It feels good to be back on Dadamac after a long time. The other day, you asked me about my views on the latest First Thursday, in which I tried to participate but could not do much. And I wrote the reason for that in a recent blog comment. Here goes:
"For one, I was having a problem with the Net connection on the First Thursday. And also, to be frank, I just could not connect with the agenda. I felt like a total stranger, groping in the dark.
This is not to belittle the thought and efforts behind First Thursday, but I would ideally like to participate in a lively interaction and exchange of ideas, where I get enriched by the knowledge flow and (try to) enlighten somebody else with whatever little I know.
This time, I felt things were getting quite listless. And I hope I am wrong. For the next chat, can we talk on a couple of topics or more, so that there are enough talking points.
A lot of time gets wasted on pleasantries--and before one gets to focus on the topic, the discussion veers off in some other direction. So as an anchor, you might have to take the tough line, and make participants tow the line.
Let me think up more about First Thursday, and then get back to you in a day or two." --End of comment
Now, I have given it some thought, and feel that you definitely need to energise First Thursday to make it a more lively exchange of ideas and solutions.
For starters, it would be good to have First Thursday every Thursday and call it Thursday Talk or Thursday Meet, or title it First Thursday/Second Thursday (if it is going to be a fortnightly affair).
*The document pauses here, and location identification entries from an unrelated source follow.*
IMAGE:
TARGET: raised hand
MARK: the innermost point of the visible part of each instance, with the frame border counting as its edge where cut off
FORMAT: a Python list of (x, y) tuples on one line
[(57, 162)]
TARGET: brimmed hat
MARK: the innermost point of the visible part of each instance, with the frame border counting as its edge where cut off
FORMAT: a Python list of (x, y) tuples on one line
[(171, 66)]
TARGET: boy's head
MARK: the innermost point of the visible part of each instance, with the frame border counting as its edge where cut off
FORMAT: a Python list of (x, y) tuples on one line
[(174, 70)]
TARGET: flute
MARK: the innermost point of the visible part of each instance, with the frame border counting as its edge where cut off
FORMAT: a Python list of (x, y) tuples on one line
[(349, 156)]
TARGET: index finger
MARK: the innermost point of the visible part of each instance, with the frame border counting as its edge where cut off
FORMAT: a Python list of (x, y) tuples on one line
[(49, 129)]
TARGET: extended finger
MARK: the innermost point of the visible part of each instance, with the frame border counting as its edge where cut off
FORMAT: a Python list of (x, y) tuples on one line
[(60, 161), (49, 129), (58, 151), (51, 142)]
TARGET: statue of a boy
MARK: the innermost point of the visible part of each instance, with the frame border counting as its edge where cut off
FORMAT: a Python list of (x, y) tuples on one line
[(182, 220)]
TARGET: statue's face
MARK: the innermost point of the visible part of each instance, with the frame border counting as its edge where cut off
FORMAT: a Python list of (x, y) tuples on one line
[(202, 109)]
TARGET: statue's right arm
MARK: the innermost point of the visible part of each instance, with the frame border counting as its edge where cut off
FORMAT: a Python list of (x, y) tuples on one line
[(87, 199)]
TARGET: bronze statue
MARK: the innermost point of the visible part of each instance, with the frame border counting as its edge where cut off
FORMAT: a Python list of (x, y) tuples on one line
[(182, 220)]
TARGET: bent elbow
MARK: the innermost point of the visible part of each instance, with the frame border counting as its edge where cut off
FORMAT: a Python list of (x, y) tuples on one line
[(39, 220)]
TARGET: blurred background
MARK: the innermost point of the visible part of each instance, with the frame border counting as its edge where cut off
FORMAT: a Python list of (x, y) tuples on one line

Each of these Meets could be around one hour of duration and focus on very micro-issues pertaining to FF or rural Nigeria. The aim would be anything from brainstorming to bringing solutions to help the project coordinators/team. Or, it can be something as basic as talking to rural women in a Dadamac village about maternity care or child health. Maybe, these women can assemble somewhere near a Net kiosk and voice their problems to a coordinator who posts them on the chat box.
In a situation like that, people like you and others in the Dadamac team along with domain experts could provide them advice, help, leads, contacts and seek/arrange funds. Most importanly, you could probably listen to their problems (which is a big thing, because every development agency today seems to have readymade recipes to thrust down people's throats, without caring to find out what these people want).
I hope this is a good starting point for you and others to think about where First Thursday should be moving towards and what it should aim to be.